Merrill Lynch Initiates marijuana sector coverage, Expects Further M&A


Merrill Lynch Initiates marijuana sector coverage, Expects Further M&A

Since the 2018 legalization of cannabis in Canada, the market seems to have no limits to its expansion. In particular, Mordor Intelligence data shows that the marijuana market was worth $7.7 billion in 2016 but the valuation is astronomic since the turn of 2019. The data anticipates a 37% CAGR such that the valuation of the market by 2023 will hit $65 billion.

Mergers could go international

There is a lot of activity in the sector concerning mergers and acquisitions which another report by Merrill Lynch anticipates to spill to the international scene. In particular, an analyst from the bank noted that further expansion of the industry is contingent on key factors which include the possibility of cannabis oversupply in Canada b 2021. The second key factor is the legalization of cannabis in the US on a federal level.

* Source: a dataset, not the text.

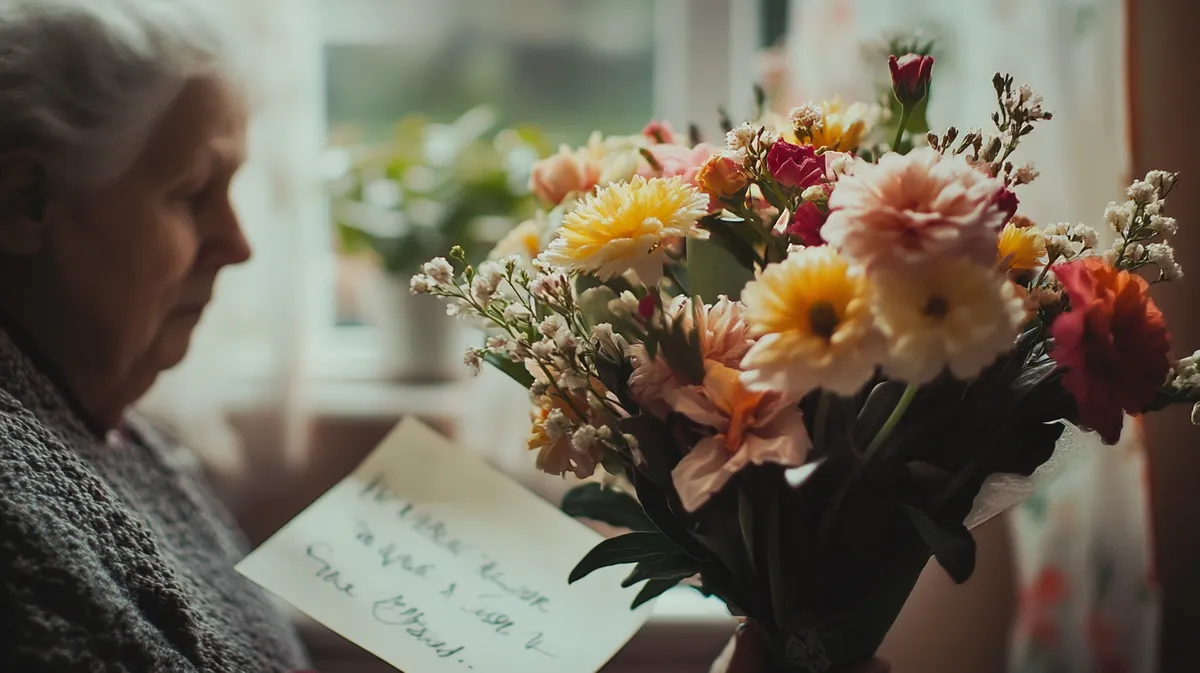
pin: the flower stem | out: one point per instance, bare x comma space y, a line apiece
905, 112
826, 527
819, 425
891, 424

“There are over 50 publicly traded Canadian cannabis licensed producers, far too many for a cannabis market the size of Canada’s, in our view,” according to the report.

To be sure, any of the two factors will have a tremendous effect on the price of the substance going forward. Notably, if the market reaches 2021 without a major policy shift in the US, oversupply in Canada will sink cannabis prices. However, a US federal legalization will expand the market and with it, more space for expansion of the industry.

US legalization of cannabis still farfetched

Unfortunately, the prospect of US legalization is growing dimmer with significant challenges popping up against the California pot market. For starters, California was the first state to allow controlled trade in cannabis in 2016. However, the Proposition 64 which resulted from the controlled legalization allowed businesses to sell cannabis in select cities.

Therefore, when the California Bureau of Cannabis Control said early this year that businesses could deliver marijuana to any location, cities that restrict the trade went to court. The 24 cities want the courts to stop the businesses from delivering cannabis in their jurisdiction and that indicates certain rigidity in marijuana policy which could further delay federal recognition of the industry.